Une réunion du gouvernement présidée par le Premier ministre Nawaf Salam. Photo L'Orient-Le Jour/Mohammad Yassine
Le Premier ministre libanais Nawaf Salam a exprimé mardi son étonnement face aux déclarations de l’ambassadeur américain Thomas Barrack, qui selon lui remettent en question le « sérieux du gouvernement et le rôle de l’armée ». Dans un communiqué diffusé sur son compte X, il a réaffirmé l’engagement de son cabinet « à mettre en œuvre l’intégralité de son programme ministériel, notamment en matière de réformes et de renforcement de l’autorité de l’État sur l’ensemble du territoire, ainsi qu’à maintenir le monopole de l’État sur les armes, conformément aux décisions du Conseil des ministres ».
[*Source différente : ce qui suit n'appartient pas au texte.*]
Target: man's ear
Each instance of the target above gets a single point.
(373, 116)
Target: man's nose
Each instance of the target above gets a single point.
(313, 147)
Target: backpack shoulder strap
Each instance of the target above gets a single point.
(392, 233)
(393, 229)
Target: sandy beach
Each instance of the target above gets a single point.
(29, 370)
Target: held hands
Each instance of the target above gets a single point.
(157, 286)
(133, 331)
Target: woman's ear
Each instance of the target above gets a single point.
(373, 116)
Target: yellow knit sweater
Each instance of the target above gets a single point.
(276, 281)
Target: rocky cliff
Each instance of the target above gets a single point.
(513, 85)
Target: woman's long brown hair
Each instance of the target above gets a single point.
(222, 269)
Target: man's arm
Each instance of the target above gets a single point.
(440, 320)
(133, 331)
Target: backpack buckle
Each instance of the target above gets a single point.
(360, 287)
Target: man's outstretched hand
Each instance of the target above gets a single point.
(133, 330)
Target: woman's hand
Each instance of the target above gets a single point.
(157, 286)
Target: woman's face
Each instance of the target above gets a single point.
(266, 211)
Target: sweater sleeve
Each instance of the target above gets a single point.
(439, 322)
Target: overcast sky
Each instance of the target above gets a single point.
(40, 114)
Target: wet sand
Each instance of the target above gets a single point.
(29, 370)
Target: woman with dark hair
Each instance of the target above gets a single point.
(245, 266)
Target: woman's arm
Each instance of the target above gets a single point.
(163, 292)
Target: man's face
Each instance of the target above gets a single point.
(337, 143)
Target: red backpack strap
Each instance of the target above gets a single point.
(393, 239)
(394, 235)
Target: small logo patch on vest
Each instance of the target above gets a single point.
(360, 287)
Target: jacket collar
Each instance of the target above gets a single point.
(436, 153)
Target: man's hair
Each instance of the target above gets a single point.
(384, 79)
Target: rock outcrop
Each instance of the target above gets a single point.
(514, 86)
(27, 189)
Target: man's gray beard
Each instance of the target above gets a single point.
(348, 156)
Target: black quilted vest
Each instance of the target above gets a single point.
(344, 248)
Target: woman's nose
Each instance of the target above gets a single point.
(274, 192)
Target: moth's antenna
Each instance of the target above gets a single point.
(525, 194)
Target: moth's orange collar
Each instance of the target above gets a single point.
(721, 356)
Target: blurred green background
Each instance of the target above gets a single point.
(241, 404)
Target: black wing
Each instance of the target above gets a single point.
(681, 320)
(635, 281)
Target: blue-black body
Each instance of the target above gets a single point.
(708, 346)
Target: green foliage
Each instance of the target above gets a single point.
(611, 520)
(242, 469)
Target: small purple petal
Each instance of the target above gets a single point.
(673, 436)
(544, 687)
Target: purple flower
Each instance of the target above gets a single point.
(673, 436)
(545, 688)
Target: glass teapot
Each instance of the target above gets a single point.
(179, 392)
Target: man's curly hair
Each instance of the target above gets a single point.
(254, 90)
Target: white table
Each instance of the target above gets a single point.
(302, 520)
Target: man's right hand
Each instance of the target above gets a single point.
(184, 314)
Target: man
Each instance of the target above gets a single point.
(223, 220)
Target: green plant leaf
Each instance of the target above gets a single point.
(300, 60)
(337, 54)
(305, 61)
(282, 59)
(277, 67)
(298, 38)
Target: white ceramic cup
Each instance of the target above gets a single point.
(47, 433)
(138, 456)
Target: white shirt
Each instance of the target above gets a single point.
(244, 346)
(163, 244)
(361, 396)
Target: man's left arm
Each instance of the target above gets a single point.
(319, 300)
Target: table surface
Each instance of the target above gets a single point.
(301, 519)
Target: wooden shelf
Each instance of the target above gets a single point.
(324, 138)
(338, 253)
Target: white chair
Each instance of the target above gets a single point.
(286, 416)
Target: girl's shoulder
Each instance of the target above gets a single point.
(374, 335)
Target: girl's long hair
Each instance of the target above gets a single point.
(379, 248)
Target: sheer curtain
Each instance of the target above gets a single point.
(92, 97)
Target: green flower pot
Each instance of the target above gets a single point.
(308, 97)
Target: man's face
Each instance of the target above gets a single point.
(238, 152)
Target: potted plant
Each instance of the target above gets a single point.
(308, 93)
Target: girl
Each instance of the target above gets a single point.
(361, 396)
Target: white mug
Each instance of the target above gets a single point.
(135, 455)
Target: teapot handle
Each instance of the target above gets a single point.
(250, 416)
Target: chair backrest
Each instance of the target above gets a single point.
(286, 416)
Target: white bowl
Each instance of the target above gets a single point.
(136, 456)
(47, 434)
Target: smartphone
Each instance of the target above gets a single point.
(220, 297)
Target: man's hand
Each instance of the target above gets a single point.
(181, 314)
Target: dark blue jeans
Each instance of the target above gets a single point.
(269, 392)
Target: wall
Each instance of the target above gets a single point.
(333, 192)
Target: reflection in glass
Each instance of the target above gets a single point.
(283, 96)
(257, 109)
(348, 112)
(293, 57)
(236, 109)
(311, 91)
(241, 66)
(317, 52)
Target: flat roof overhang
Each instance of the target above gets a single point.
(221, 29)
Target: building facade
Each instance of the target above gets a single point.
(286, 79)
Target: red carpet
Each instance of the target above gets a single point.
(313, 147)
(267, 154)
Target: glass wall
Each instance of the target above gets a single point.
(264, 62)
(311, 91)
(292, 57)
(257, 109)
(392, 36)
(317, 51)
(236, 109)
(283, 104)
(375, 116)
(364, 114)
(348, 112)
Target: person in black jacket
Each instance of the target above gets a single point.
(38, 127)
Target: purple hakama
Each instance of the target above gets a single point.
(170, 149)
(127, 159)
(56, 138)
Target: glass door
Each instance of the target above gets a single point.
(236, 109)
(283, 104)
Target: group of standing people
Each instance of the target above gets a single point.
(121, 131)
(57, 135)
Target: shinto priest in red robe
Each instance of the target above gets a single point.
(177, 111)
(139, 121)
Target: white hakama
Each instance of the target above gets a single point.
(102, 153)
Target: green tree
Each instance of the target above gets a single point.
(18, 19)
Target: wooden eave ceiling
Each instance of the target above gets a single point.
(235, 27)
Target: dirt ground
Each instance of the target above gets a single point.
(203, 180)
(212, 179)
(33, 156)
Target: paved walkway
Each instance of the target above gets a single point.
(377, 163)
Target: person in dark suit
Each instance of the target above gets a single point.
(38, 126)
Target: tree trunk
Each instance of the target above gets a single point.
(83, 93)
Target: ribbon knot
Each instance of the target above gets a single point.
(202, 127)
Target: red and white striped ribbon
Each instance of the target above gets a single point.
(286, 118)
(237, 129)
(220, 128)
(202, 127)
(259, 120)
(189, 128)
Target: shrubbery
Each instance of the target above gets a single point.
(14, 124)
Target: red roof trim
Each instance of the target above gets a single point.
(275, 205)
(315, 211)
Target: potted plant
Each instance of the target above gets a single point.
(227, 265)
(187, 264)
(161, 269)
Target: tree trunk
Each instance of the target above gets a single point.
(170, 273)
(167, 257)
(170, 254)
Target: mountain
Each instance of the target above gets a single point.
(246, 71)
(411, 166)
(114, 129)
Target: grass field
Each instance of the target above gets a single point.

Le chef du gouvernement a assuré que l’armée libanaise « assume pleinement ses responsabilités dans la protection de la souveraineté du Liban et la garantie de sa stabilité » et qu’elle exécute le plan de désarmement présenté au Conseil des ministres le 5 septembre. À cette occasion, il a appelé la communauté internationale à « renforcer son soutien à l’armée et à exercer des pressions sur Israël pour qu’il se retire des territoires occupés et cesse ses attaques répétées, conformément à l’accord de cessez-le-feu de novembre 2024 ».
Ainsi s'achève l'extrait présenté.